Re: Distant Gamma Ray Burster Nailed

Carl Feynman (carlf@atg.com)
Fri, 23 May 1997 15:06:46 -0400


At 10:39 PM 5/22/97 -0700, Hal Finney wrote:

>I'm not sure how Carl Feynmann got those incredible numbers about the
>energy density within the GRB. Presumably you look at its (huge) distance
>from us, look at the energy we saw, assume that it was radiating that
>much energy in all directions, and get a whole lot of energy.

Yup. A typical burst is 10^50 ergs if the source is 3000 megaparsecs away
and radiating equally in all directions. The intensity here is 10^-7
ergs/cm^2. If it was light instead of gamma rays, it would be as bright as
a 10 watt bulb two miles away, i.e. clearly visible to a dark-adapted eye.

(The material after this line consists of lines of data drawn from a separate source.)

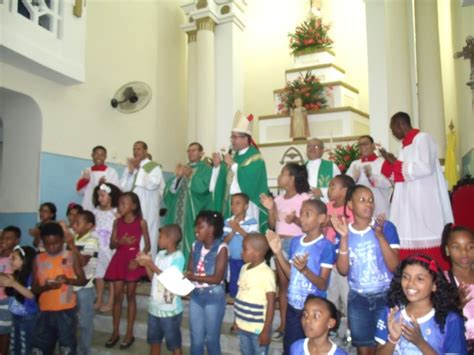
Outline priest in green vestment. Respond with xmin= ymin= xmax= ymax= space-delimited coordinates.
xmin=211 ymin=111 xmax=268 ymax=233
xmin=306 ymin=138 xmax=341 ymax=203
xmin=164 ymin=142 xmax=212 ymax=261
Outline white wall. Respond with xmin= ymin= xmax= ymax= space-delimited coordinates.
xmin=451 ymin=0 xmax=474 ymax=156
xmin=0 ymin=88 xmax=42 ymax=213
xmin=1 ymin=0 xmax=187 ymax=169
xmin=244 ymin=0 xmax=369 ymax=139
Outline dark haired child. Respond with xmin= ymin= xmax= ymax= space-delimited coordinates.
xmin=441 ymin=223 xmax=474 ymax=354
xmin=331 ymin=185 xmax=400 ymax=354
xmin=137 ymin=224 xmax=185 ymax=355
xmin=64 ymin=211 xmax=99 ymax=355
xmin=290 ymin=295 xmax=347 ymax=355
xmin=92 ymin=182 xmax=121 ymax=312
xmin=0 ymin=245 xmax=38 ymax=355
xmin=186 ymin=211 xmax=228 ymax=355
xmin=375 ymin=255 xmax=468 ymax=354
xmin=66 ymin=202 xmax=84 ymax=233
xmin=260 ymin=163 xmax=311 ymax=340
xmin=0 ymin=226 xmax=21 ymax=354
xmin=234 ymin=233 xmax=276 ymax=355
xmin=28 ymin=202 xmax=58 ymax=249
xmin=224 ymin=193 xmax=258 ymax=298
xmin=324 ymin=174 xmax=355 ymax=335
xmin=104 ymin=192 xmax=150 ymax=349
xmin=267 ymin=200 xmax=335 ymax=354
xmin=31 ymin=222 xmax=87 ymax=354
xmin=76 ymin=145 xmax=120 ymax=211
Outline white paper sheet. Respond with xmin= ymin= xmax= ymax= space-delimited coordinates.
xmin=158 ymin=266 xmax=194 ymax=296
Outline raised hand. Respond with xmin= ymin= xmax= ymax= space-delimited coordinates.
xmin=260 ymin=194 xmax=275 ymax=211
xmin=402 ymin=315 xmax=425 ymax=348
xmin=311 ymin=187 xmax=323 ymax=198
xmin=0 ymin=274 xmax=15 ymax=287
xmin=285 ymin=211 xmax=298 ymax=224
xmin=373 ymin=213 xmax=386 ymax=239
xmin=82 ymin=169 xmax=91 ymax=180
xmin=135 ymin=251 xmax=152 ymax=266
xmin=331 ymin=215 xmax=349 ymax=237
xmin=174 ymin=164 xmax=183 ymax=179
xmin=265 ymin=229 xmax=281 ymax=254
xmin=364 ymin=165 xmax=372 ymax=179
xmin=352 ymin=166 xmax=360 ymax=182
xmin=224 ymin=153 xmax=234 ymax=168
xmin=128 ymin=260 xmax=138 ymax=271
xmin=118 ymin=233 xmax=135 ymax=245
xmin=212 ymin=152 xmax=222 ymax=168
xmin=387 ymin=306 xmax=403 ymax=342
xmin=458 ymin=282 xmax=474 ymax=308
xmin=229 ymin=219 xmax=240 ymax=232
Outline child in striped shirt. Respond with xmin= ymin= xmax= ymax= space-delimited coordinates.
xmin=234 ymin=233 xmax=276 ymax=355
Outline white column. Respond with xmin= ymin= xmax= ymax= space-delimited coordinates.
xmin=186 ymin=30 xmax=197 ymax=143
xmin=195 ymin=17 xmax=216 ymax=152
xmin=365 ymin=0 xmax=416 ymax=153
xmin=215 ymin=19 xmax=244 ymax=149
xmin=415 ymin=0 xmax=446 ymax=157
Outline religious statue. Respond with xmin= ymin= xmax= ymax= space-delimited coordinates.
xmin=290 ymin=97 xmax=310 ymax=140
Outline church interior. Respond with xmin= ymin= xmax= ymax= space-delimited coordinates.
xmin=0 ymin=0 xmax=474 ymax=353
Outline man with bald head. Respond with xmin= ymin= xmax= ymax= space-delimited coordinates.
xmin=306 ymin=138 xmax=341 ymax=202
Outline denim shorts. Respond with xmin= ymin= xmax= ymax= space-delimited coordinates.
xmin=347 ymin=290 xmax=387 ymax=347
xmin=147 ymin=313 xmax=183 ymax=351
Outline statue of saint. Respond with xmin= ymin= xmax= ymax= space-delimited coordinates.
xmin=290 ymin=97 xmax=310 ymax=140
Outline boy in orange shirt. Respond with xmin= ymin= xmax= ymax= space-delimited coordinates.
xmin=32 ymin=222 xmax=87 ymax=354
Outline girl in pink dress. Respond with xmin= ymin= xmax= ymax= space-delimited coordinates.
xmin=104 ymin=192 xmax=150 ymax=349
xmin=260 ymin=163 xmax=311 ymax=340
xmin=441 ymin=223 xmax=474 ymax=354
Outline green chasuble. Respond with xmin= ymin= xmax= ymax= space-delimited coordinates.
xmin=305 ymin=159 xmax=334 ymax=188
xmin=164 ymin=159 xmax=212 ymax=262
xmin=213 ymin=146 xmax=268 ymax=233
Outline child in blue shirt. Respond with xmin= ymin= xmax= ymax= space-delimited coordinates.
xmin=267 ymin=200 xmax=335 ymax=354
xmin=331 ymin=185 xmax=400 ymax=354
xmin=290 ymin=295 xmax=347 ymax=355
xmin=136 ymin=224 xmax=185 ymax=355
xmin=224 ymin=193 xmax=258 ymax=298
xmin=375 ymin=255 xmax=468 ymax=354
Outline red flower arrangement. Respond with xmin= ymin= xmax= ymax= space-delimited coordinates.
xmin=288 ymin=16 xmax=333 ymax=55
xmin=278 ymin=71 xmax=332 ymax=114
xmin=327 ymin=143 xmax=360 ymax=173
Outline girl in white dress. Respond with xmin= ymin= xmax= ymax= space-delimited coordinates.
xmin=93 ymin=182 xmax=121 ymax=312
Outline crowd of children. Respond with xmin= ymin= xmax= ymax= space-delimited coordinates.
xmin=0 ymin=149 xmax=474 ymax=355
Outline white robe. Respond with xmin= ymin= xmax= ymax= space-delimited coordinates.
xmin=390 ymin=132 xmax=453 ymax=249
xmin=122 ymin=159 xmax=165 ymax=260
xmin=77 ymin=166 xmax=120 ymax=212
xmin=306 ymin=158 xmax=341 ymax=203
xmin=346 ymin=157 xmax=392 ymax=218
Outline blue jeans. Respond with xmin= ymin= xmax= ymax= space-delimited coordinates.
xmin=147 ymin=313 xmax=183 ymax=351
xmin=10 ymin=313 xmax=38 ymax=355
xmin=189 ymin=285 xmax=225 ymax=355
xmin=76 ymin=287 xmax=95 ymax=355
xmin=347 ymin=290 xmax=387 ymax=347
xmin=283 ymin=305 xmax=305 ymax=355
xmin=239 ymin=329 xmax=268 ymax=355
xmin=31 ymin=308 xmax=77 ymax=355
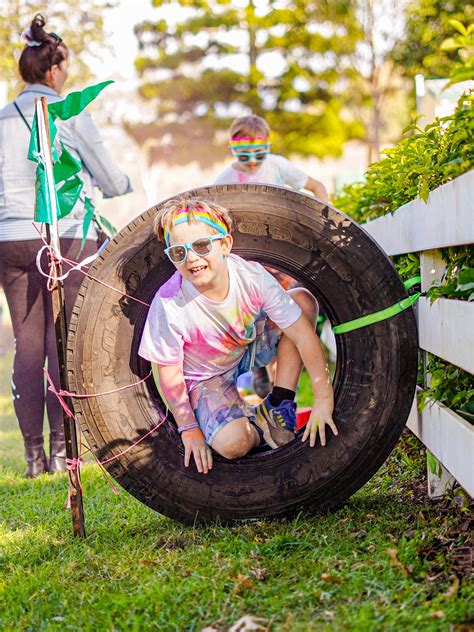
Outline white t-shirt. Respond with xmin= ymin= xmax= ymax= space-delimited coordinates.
xmin=138 ymin=255 xmax=301 ymax=381
xmin=214 ymin=154 xmax=308 ymax=190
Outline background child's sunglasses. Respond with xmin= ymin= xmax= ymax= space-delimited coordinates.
xmin=232 ymin=149 xmax=270 ymax=164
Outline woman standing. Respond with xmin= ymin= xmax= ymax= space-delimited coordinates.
xmin=0 ymin=15 xmax=132 ymax=478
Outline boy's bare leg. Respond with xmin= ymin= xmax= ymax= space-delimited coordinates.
xmin=274 ymin=288 xmax=319 ymax=391
xmin=212 ymin=417 xmax=260 ymax=459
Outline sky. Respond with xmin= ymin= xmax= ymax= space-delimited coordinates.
xmin=103 ymin=0 xmax=157 ymax=84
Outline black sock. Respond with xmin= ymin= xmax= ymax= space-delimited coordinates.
xmin=249 ymin=419 xmax=267 ymax=446
xmin=270 ymin=386 xmax=296 ymax=406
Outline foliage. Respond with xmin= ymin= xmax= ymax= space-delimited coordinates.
xmin=131 ymin=0 xmax=363 ymax=160
xmin=393 ymin=0 xmax=474 ymax=79
xmin=334 ymin=29 xmax=474 ymax=422
xmin=0 ymin=402 xmax=472 ymax=632
xmin=420 ymin=354 xmax=474 ymax=423
xmin=427 ymin=246 xmax=474 ymax=301
xmin=334 ymin=93 xmax=474 ymax=222
xmin=0 ymin=0 xmax=115 ymax=98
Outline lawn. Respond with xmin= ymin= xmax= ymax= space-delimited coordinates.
xmin=0 ymin=350 xmax=473 ymax=631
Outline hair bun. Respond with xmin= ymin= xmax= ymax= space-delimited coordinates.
xmin=29 ymin=13 xmax=49 ymax=42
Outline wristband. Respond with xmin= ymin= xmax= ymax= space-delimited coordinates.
xmin=178 ymin=421 xmax=199 ymax=434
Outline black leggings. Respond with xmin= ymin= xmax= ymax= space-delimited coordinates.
xmin=0 ymin=239 xmax=97 ymax=441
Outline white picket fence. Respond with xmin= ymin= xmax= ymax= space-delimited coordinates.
xmin=364 ymin=171 xmax=474 ymax=497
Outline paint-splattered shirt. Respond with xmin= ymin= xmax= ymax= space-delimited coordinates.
xmin=138 ymin=255 xmax=301 ymax=381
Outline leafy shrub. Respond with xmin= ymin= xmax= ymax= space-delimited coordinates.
xmin=333 ymin=22 xmax=474 ymax=423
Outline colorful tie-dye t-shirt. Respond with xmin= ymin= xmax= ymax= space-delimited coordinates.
xmin=138 ymin=255 xmax=301 ymax=381
xmin=214 ymin=154 xmax=308 ymax=190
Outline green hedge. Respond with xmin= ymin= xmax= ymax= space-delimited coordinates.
xmin=332 ymin=82 xmax=474 ymax=423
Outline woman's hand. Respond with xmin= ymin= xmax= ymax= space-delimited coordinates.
xmin=181 ymin=428 xmax=212 ymax=474
xmin=301 ymin=397 xmax=339 ymax=448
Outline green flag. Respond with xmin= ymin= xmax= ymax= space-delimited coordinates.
xmin=48 ymin=81 xmax=113 ymax=121
xmin=28 ymin=81 xmax=113 ymax=226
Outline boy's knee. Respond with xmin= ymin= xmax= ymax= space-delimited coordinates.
xmin=290 ymin=287 xmax=319 ymax=322
xmin=212 ymin=428 xmax=254 ymax=459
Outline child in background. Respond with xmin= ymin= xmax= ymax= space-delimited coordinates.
xmin=214 ymin=115 xmax=328 ymax=202
xmin=139 ymin=199 xmax=337 ymax=473
xmin=214 ymin=115 xmax=328 ymax=397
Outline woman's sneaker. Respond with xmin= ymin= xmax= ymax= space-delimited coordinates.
xmin=254 ymin=395 xmax=296 ymax=448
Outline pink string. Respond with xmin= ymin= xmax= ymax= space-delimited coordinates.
xmin=33 ymin=230 xmax=161 ymax=509
xmin=43 ymin=368 xmax=168 ymax=502
xmin=33 ymin=224 xmax=150 ymax=307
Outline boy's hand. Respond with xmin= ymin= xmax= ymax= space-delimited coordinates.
xmin=301 ymin=398 xmax=339 ymax=448
xmin=181 ymin=428 xmax=212 ymax=474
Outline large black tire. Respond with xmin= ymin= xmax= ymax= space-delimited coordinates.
xmin=68 ymin=185 xmax=417 ymax=523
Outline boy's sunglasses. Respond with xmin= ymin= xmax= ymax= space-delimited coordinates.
xmin=231 ymin=143 xmax=270 ymax=164
xmin=165 ymin=235 xmax=227 ymax=263
xmin=234 ymin=149 xmax=268 ymax=164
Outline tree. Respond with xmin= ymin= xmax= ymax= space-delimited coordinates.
xmin=348 ymin=0 xmax=406 ymax=163
xmin=393 ymin=0 xmax=474 ymax=79
xmin=132 ymin=0 xmax=363 ymax=161
xmin=0 ymin=0 xmax=113 ymax=96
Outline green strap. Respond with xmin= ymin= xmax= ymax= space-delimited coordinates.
xmin=333 ymin=276 xmax=421 ymax=334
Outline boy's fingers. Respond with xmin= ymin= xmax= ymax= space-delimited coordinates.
xmin=193 ymin=450 xmax=202 ymax=472
xmin=184 ymin=444 xmax=191 ymax=467
xmin=207 ymin=448 xmax=214 ymax=470
xmin=301 ymin=423 xmax=309 ymax=441
xmin=309 ymin=419 xmax=319 ymax=448
xmin=319 ymin=424 xmax=326 ymax=445
xmin=201 ymin=445 xmax=209 ymax=474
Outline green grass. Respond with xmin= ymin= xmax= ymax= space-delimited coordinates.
xmin=0 ymin=354 xmax=472 ymax=631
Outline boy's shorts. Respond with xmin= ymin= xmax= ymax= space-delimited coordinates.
xmin=189 ymin=315 xmax=281 ymax=445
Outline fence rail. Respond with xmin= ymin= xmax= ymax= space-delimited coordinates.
xmin=364 ymin=171 xmax=474 ymax=496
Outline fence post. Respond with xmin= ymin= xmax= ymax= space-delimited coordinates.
xmin=420 ymin=250 xmax=456 ymax=498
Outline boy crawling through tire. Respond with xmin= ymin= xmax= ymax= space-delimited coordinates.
xmin=139 ymin=198 xmax=337 ymax=474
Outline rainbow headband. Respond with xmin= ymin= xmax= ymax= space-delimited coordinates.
xmin=229 ymin=136 xmax=270 ymax=149
xmin=163 ymin=208 xmax=229 ymax=246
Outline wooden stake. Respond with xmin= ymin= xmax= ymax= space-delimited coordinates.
xmin=40 ymin=97 xmax=86 ymax=538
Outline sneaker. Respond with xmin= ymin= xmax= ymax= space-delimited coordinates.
xmin=252 ymin=366 xmax=272 ymax=397
xmin=254 ymin=395 xmax=296 ymax=448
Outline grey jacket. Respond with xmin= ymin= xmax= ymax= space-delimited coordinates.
xmin=0 ymin=84 xmax=132 ymax=232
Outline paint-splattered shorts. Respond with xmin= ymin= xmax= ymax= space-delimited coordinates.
xmin=189 ymin=317 xmax=281 ymax=445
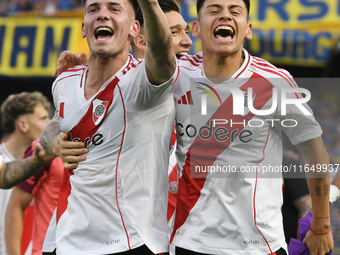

>One thing I was thinking was that the radiation could perhaps be going
>out in a tight beam. GRB's would actually be much more common than we
>see, but most of them miss us. However you would still have extremely
>high energy densities unless the beam is super tight. Also the fact
>that something was visible for hours or days afterwards doesn't sound
>right for a tight-beam phenomenon.

Tight-beam vs omnidirectional is hard to decide obsrvationally. As far as I
know, we can't tell yet.

If they do originate with stuff plowing into the interstellar medium at
>.9995 c, since we only see the radiation from the stuff that's aimed right
at us, there could perfectly well be a shell of stuff expanding in all
directions, and sending a burst in all directions, and it would look to us
like a tight-beam phenomenon. In this case, the visible effect hours or
days afterward would be the fireball produced by the stuff after it had
decellerated to a moderate .99 c (say).